Sungguh, seberapa jauh gadis ini akan membuat Yui kebingungan? Di hari pertama mereka bertemu, dia sudah berkali-kali menghianati harapan Yui, dan bukan dalam arti yang buruk, tapi juga sesuatu yang membuat nya tidak tahu harus apa.

"A-ah! Aku mengerti..."

"Hm?"

Guru datang saat itu juga, membubarkan kelompok murid-murid yang entah sejak kapan mulai menjauh dari Yui dan Akemi– seakan-akan memberi pasangan itu ruang untuk berbicara.

"Baiklah semuanya! Kembali ketempat duduk kalian masing-masing!"
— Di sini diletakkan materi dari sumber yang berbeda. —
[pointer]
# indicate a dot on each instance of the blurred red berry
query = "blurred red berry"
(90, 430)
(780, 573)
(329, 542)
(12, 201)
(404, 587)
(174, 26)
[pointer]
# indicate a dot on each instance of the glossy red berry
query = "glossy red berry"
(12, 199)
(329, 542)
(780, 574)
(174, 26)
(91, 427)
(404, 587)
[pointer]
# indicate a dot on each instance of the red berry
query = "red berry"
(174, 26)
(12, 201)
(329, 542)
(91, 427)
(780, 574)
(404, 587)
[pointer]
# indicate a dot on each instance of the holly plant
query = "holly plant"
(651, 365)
Pelajaran berikutnya adalah sejarah, dan guru telah memulai absen ketika kelas berjalan normal. Disana, Yui merenung menatap tumpukan buku didepannya, masih ragu tentang apa yang dikatakan tetangga tempat duduknya ini. Sejenak, Yui melirik Akemi, gadis itu tidak merubah ekspresinya sama sekali bahkan ketika absen, dan reaksi guru serta teman sekelasnya yang lain memperlakukan hal itu seperti sesuatu yang biasa saja.

Terus terang, terlalu banyak hal yang terjadi hari ini, dan itu menimbulkan perasaan lelah pada Yui, manalagi bukankah semua ini berjalan terlalu lancar? Duduk terbengong di tempat duduk, Yui berkali-kali mencubit lengannya, sepertinya ini bukan mimpi.
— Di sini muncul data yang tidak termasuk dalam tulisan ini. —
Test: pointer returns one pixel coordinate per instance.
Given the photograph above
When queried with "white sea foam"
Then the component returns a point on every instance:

Jika saja– hanya jika saja semua ini benar-benar baik-baik saja... Bisakah dia berteman seperti para siswa lainnya? Yui menoleh kembali kearah Akemi, wajahnya yang menakutkan tadi lama-kelamaan memudar, matanya tidak se-menyeramkan tadi, tapi dia masih terlihat marah. Sambil tersenyum hangat, Yui sedikit menyipitkan matanya,

Yah...tidak ada salahnya mencoba kan?

∆°∆

Di pelajaran berikutnya, Yui tertidur, dia benar-benar tertidur begitu tiba-tiba.

Anehnya, guru sama sekali tidak menegurnya, dan ini memberikan para murid banyak pertanyaan tentangnya.

Sementara disampingnya adalah Akemi yang ekspresinya sudah kembali normal, dan hanya meninggalkan wajah penasaran ketika dirinya diam-diam memerhatikan Yui yang sedang tertidur. Dibawah tatapannya yang ambigu, tidak ada siapapun selain dirinya yang tahu apa yang sebenarnya dia pikirkan saat ini.